Data Science Terms and Techniques Flashcards
Hypothesis
an assumption made about the world that can be tested using data; an educated guess that needs to be validated or disproved by experiment and data
Statistical Inference
a branch of statistics dedicated to drawing conclusion about the world using smaller data samples
Confidence intervals
an interval estimate used to express the degree of uncertainty associated with a sample statistic
Statistical Significance
an estimate of how likely that the observed event has some kind of real world importance; an estimate of how likely an event might occur randomly - the smaller the number, the more likely that the observed event has some kind of real-world importance.
Big Data
a collective term used for technology to analyze large amounts of data to unearth insights, typically into human behavior and patterns
Data Set
a collection of data to be analyzed
Analytics
a collective term for techniques used to analyze data, mostly to draw business insights
Algorithm
a well defined set of steps to solve a specific problem
Technology Stack
the collective set of tools and programs used in an organization or team
Pre-packaged distribution
a package that bundles all of the required python tools and libraries e.g. numpy, scipy, pandas, scikit-learn, jupyter, matplotlib, seaborn and statsmodels. In the python world, Anaconda and Canopy are popular distributions for scientific computing and data science.
Regular Expressions
a technique to quickly search for or substitute complex patterns in strings
Jupyter
formerly known as IPython, this tool enables data scientists to prototype code rapidly and combine it with useful documentation
Raw data
data from original or secondary sources that may be unstructured or corrupted and needs more work performed on it before it can be analyzed
Data Wrangling
process of taking data in its raw form and manipulating it in various ways into a useful form
Messy or Dirty data
data can be messy or dirty in the sense that it might contain values that are invalid, missing, corrupted, inconsistent or non-uniform
Storytelling
this highly effective art of communication is not limited to entertainment; it is a crucial skill needed to communicate answers to questions that data scientists ask
Visualization
a picture is worth a thousand words, this rings true when you are trying to present data in an easy to understand manner. Data visualization is increasingly used to depict data analysis. Think about how data is visualized during election times.
Supervised Learning
algorithms that create a model of the world by looking at labeled examples
Unsupervised Learning
algorithms that create a model of the world using examples without labels
Bayesian Analysis
algorithms based on Bayes Theorem, which makes inferences about the world by combining domain knowledge or assumptions and observed evidence
Clustering
a family unsupervised learning algorithms used to automatically find groups in data sets
What does data science entail?
processing, analyzing and visualizing data.

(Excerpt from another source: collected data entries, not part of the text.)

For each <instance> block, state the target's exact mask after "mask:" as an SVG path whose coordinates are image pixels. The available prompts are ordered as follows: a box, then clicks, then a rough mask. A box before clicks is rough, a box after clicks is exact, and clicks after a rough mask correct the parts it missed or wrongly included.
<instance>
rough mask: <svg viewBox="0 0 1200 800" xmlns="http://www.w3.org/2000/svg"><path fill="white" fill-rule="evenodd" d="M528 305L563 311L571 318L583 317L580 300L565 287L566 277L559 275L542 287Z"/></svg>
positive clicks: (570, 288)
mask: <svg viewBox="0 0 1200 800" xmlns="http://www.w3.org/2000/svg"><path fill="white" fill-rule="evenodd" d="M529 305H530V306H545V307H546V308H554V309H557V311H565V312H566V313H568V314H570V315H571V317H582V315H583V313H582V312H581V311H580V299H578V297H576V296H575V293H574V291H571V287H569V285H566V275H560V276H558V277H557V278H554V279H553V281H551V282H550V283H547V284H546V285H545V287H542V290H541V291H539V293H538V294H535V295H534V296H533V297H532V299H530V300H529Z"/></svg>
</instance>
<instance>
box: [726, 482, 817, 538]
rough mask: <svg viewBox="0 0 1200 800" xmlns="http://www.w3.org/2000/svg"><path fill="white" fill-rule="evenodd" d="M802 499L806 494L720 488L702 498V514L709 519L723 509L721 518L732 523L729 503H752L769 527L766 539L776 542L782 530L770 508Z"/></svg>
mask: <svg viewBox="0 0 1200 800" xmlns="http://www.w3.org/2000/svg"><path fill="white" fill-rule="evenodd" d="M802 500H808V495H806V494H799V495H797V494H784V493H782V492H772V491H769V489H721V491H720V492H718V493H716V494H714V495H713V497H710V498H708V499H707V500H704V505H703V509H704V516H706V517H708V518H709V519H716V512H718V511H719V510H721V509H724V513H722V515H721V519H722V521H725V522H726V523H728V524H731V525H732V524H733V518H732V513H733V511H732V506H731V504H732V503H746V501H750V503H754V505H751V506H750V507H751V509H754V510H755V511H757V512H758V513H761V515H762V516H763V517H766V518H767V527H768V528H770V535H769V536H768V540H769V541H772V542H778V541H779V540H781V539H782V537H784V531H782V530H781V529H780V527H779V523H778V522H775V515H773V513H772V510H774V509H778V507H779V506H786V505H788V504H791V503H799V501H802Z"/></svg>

Why is python a popular language for data science?
Because it can:
handle large datasets
works with common mathematical functions
creates powerful data visualizations
What is Python Jupyter Notebook?
It’s built around a typical data analysis workflow and very different from an integrated development environment such as Pychar which focuses more on just working with code. In Jupyter, you work with notebooks which mix plain text, code and code outputs in one view. You can interleave code with markdown text explanations which enables you to easily explore data, create visualizations and share your results.
What is a kernel in Jupyter Notebook?
The kernel defines the programming language that the code in the notebook will be written in. This is displayed in the top right corner of the notebook. When you run code, it’s executed inside the kernel session.
What strategies should one use to address missing data?
- Remove any rows that contain missing data
- Populate the empty fields with a specified value
- Populate the empty fields with a calculated value.
- Use analysis techniques that work with missing data.